Trump shows leadership as he brokers Middle East peace and prosperity
New York Times columnist Thomas Friedman observed in a column he wrote in 1996 that "no two countries that both have a McDonald's have ever fought a war against each other."
Some have looked into how ironclad this rule is. But, in general, the point is pretty powerful.
The assumption is that countries that have American fast food franchises are generally interested in freedom of commerce, and that the more a nation's focus is on commerce and economic prosperity, the less it is interested in war.
This provides perspective on the new historic peace agreement signed by the United Arab Emirates, Bahrain and Israel, the so-called Abraham Accords.
What has driven the seemingly unimaginable to happen?
Two Muslim Persian Gulf states stepped out on their own and signed a peace agreement with the Jewish state of Israel; moreover, they did so without any kind of agreement having been reached between Israel and the Palestinians. This was once thought highly improbable, if not impossible.
One useful place to look to get a handle on what's happening is the Heritage Foundation Index of Economic Freedom. The index ranks 180 countries around the world according to how economically free they are.
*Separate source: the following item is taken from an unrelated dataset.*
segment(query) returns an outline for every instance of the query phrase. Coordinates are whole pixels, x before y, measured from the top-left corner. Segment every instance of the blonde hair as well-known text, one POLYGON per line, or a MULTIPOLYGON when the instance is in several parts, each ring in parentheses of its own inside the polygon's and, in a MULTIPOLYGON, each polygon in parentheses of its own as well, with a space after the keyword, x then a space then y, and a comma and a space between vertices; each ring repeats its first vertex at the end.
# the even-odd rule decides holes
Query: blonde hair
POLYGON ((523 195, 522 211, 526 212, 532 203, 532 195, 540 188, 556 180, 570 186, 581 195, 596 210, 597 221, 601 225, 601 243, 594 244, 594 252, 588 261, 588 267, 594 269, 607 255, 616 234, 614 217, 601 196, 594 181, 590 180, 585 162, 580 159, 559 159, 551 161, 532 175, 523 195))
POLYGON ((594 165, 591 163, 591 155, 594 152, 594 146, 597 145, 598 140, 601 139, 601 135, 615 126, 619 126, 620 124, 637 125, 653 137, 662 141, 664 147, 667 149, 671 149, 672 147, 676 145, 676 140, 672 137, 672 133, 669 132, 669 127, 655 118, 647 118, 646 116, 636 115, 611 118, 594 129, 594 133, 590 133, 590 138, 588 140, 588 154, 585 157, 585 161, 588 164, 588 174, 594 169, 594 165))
Factors determining economic freedom include the effectiveness of law protecting private property, the overall fairness and quality of the court system; size of government and level of taxation; the ease with which businesses can open and operate; and the freedom to trade and invest.
We find that the United Arab Emirates is not just the most economically free of all the Persian Gulf states; it is one of the most economically free countries in the world. It ranks No. 18 out of 180 countries, one down from the United States.
Israel is also among the most economically free countries in the world, ranking No. 26.